Reisi döneminde ülkenin dış politikasında etkisinin zayıf olacağını ve bu çatlakları daha az göreceğimizi söyleyebilmek mümkün. Detaylarda oluşabilecek ufak farklılıklar ise Reisi’nin görev sürecinde yanına kimleri alacağına bağlı olacaktır.
İranlı Emekçiler, Gençler, Kadınlar ve Ezilenler İçin Mücadele Dışında Bir Seçenek Yok!
İran’ın türlü yolsuzluk ve pisliğin içine gömülmüş, toplumsal meşruiyeti dibe vurmuş Molla rejimi bugüne kadar içindeki politik ayrışmaların sistem için ciddi bir soruna dönüşmesine engel olmayı başardı. Fakat rejimin başaramadığı ve başarmasının da mümkün görünmediği bir konu varsa o da yoksul emekçi sınıfların, gençliğin, kadınların, ezilen halkların geniş kesimlerinin rızasını kazanabilmektir. İran’da yoksulluğa ve sefalete itilen herkes, rejimin en tepesinden en altına kadar geniş bir yolsuzluk ağının örüldüğünü görüyor.
Ülkenin devasa petrol gelirlerine rağmen zenginleşenler sadece rejimin muktedirleri.

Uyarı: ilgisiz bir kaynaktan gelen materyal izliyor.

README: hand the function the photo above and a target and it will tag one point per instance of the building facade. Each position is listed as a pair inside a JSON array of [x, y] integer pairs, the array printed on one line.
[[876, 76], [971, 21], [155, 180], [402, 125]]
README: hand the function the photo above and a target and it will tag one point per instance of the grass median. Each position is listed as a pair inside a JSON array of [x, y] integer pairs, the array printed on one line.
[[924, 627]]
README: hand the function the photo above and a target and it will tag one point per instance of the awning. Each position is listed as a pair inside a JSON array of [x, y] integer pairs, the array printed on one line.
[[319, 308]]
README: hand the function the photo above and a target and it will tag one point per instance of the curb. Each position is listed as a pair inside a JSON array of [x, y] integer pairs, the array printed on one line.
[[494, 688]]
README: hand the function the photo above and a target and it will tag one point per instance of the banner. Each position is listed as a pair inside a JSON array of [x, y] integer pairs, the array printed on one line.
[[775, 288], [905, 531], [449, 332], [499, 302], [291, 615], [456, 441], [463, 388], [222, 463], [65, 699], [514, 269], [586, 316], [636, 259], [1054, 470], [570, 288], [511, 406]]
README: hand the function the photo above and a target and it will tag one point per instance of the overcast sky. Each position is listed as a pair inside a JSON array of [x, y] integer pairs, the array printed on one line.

Son birkaç yılda da gördüğümüz üzere rejimin emekçi sınıflara vaad edebilecekleri derin bir sefaletle ve baskıyla sınırlı. Dolayısıyla İran’da yol ayrımını belirleyecek olan şey rejimin tercihlerinden de önce emekçi sınıfların bu durumun sürmesine ne kadar izin verecekleri olacak.
İranlı emekçilerin önündeki en önemli engel bugüne kadar yerel alanlarda oldukça radikalleşebilen sınıf mücadelesini ulusal ölçekte birleştirebilecek emekçi sınıfların yoğun enerjisini bir iktidar perspektifiyle donatabilecek devrimci bir öncüden yoksun olmasıdır. Sürekli Devrim perspektifiyle donanmış Bolşevik bir öncünün İran topraklarında kök salması durumunda sadece İran’da değil Ortadoğu’da derin bir sarsıntı yaratması kaçınılmazdır.